What is your firewall of choise?

[MidnightJulia]

Yes


You don't have any services running by default... only when you start installing services...
And besides, the reason windows also needs an outgoing firewall is because of all that spy/crapware gets added - a lot of programs that you get from shady sources and even retail stuff "phones" home....

My system isn't a default system. I am constantly installing and running new applications just for the sake of learning. And now and then I open a port or something that I shouldn't. Since I'm new I'm not always able to repair the damage. So Ubuntu might not need a firewall - but I do.

Another thread: Isn't the point of running a firewall more about keeping crackers out than protecting against windowsware?

and if you have a firewall in your router, you're better of configuring that one for the benefit of your whole network.

It is configured. But that doesn't mean I can't use a software firewall also

[hyper_ch]

what will iptables help you if you have a configure firewall?

well, in windows you have to block outgoing connections as often as incoming ones hence in windows a firewall has other purposes than here.

[brian_p]

My system isn't a default system. I am constantly installing and running new applications just for the sake of learning. And now and then I open a port or something that I shouldn't.

That's good. Explore all you want. You can do no harm if you don't alter the default configurations of services and you familiarise yourself with the basic documentation if you do make changes.

Since I'm new I'm not always able to repair the damage.

There is no damage done by opening a port.

So Ubuntu might not need a firewall - but I do.

So, it's not the OS which needs fixing then.

[Chayak]

Cisco ASA5505 Sec +

Upside is that it's a very powerful and feature filled device that can do everything from DMZs with varying security levels to point-to-point vpn tunnels and act as a VPN server.

Downside is it's expensive and compicated. I work with ASAs quite a bit and I still find myself cracking open a book from time to time. ASDM makes it a bit easier but you still have to know how cisco does things to configure it properly.

[vishzilla]

i personally use ufw, really simple cli tool

[MidnightJulia]

That's good. Explore all you want. You can do no harm if you don't alter the default configurations of services and you familiarise yourself with the basic documentation if you do make changes.

Ubuntu is acutely the first operating system I feel is really interesting to work with. I've used Windows since 3.1 untill Vista & Mac OS since 7.1 until Leopard but I've never felt the interest to dig deeper into their inner workings. So I really like Ubuntu even if I don't understand half of what I'm doing right now.

There is no damage done by opening a port.

Still open ports are (if I'm not mistaken) an invite for crackers? Isn't it better to have the computer just drop the packages?

So, it's not the OS which needs fixing then.

Maybe not

[brian_p]

Still open ports are (if I'm not mistaken) an invite for crackers? Isn't it better to have the computer just drop the packages?

Your software is up to date? It doesn't matter if the packets are accepted, rejected or dropped, a cracker can do nothing. The vast majority of intrusions attempts are automated anyway and easily countered with Ubuntu default daemon configurations. There is nothing to fear.

You would have to really go out of your way to make a default configuration unsafe. Taking exim4 as an example you could have it relay mail for anyone on the internet, but that would imply ignoring all the warnings about how unwise it would be or not bothering to read them. Having made that choice the firewall would be unable to provide any protection.

[MidnightJulia]

Your software is up to date? It doesn't matter if the packets are accepted, rejected or dropped, a cracker can do nothing. The vast majority of intrusions attempts are automated anyway and easily countered with Ubuntu default daemon configurations. There is nothing to fear.

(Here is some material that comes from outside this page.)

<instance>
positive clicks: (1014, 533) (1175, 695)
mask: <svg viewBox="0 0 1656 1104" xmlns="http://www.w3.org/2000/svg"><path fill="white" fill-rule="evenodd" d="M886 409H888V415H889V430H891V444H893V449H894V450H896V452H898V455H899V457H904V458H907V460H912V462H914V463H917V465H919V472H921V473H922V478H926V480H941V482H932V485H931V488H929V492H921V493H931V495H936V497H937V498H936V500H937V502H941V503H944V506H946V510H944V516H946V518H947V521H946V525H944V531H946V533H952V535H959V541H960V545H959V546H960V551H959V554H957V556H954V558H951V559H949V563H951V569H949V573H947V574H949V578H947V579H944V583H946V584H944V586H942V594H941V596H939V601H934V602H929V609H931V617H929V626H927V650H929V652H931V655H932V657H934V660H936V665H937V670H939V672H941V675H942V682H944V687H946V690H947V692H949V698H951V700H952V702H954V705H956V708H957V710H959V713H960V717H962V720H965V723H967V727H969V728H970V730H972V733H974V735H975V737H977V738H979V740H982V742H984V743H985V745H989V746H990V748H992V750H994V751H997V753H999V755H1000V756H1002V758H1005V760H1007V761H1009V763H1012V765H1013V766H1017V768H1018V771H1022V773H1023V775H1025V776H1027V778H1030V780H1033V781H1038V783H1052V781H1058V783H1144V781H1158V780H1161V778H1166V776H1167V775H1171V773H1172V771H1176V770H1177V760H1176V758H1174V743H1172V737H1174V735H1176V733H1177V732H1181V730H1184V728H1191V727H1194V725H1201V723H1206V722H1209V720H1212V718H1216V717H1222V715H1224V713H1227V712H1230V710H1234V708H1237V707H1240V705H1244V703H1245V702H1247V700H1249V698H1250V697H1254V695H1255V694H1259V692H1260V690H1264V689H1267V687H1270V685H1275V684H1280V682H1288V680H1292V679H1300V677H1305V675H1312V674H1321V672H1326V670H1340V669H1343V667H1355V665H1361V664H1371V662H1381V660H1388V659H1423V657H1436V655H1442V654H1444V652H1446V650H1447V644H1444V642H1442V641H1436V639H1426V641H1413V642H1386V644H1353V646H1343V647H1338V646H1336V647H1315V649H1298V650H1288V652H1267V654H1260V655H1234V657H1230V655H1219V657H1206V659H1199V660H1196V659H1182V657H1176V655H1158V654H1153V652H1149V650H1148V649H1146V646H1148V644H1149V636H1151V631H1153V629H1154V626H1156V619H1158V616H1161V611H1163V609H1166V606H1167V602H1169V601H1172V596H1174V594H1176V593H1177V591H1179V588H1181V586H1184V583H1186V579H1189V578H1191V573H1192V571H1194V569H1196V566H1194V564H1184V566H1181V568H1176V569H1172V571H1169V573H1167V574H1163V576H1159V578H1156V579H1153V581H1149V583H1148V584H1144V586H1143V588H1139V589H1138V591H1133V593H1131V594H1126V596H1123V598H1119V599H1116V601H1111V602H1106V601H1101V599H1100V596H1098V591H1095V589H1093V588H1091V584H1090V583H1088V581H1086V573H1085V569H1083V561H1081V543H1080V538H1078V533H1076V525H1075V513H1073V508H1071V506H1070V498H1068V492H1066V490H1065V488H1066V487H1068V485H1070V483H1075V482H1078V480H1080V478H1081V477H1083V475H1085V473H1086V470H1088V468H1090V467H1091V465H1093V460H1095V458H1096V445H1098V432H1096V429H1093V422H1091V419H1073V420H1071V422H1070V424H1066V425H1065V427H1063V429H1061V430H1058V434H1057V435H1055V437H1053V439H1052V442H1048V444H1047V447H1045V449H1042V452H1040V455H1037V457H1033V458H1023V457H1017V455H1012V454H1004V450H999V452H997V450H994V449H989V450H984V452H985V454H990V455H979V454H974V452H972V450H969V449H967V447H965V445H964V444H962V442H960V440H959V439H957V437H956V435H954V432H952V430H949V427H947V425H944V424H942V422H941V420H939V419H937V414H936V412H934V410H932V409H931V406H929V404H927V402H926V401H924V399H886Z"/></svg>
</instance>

I always update my software. Every time I boot up I check for updates to be honest

Interesting! This is completely new for me. But isn't it to prefer that packets are silently dropped rather than the computer answers that the port is open? If the cracker has a 0 day exploit and there isn't a patch it seems to me like you've got a problem.

[MidnightJulia]

Cisco ASA5505 Sec +

Upside is that it's a very powerful and feature filled device that can do everything from DMZs with varying security levels to point-to-point vpn tunnels and act as a VPN server.

Downside is it's expensive and compicated. I work with ASAs quite a bit and I still find myself cracking open a book from time to time. ASDM makes it a bit easier but you still have to know how cisco does things to configure it properly.

Hardware firewalls are truly the best: hardend bests that seem to work much better than their software counterparts. Our network is protected by something like your Cisco and it's really great. More or less everything is stopped before it even get into the network.

I'd think they're quite hard to configure correctly. But I really don't know since I don't own the firewall so I've never needed to configure it No but seriously - it quite cool, so I'd love to learn.

[jerome1232]

Sitting behind my router, except it doesn't log rejected packets; UFW/iptables does. So I put my little server in dmz mode and use UFW for my simple firewall needs.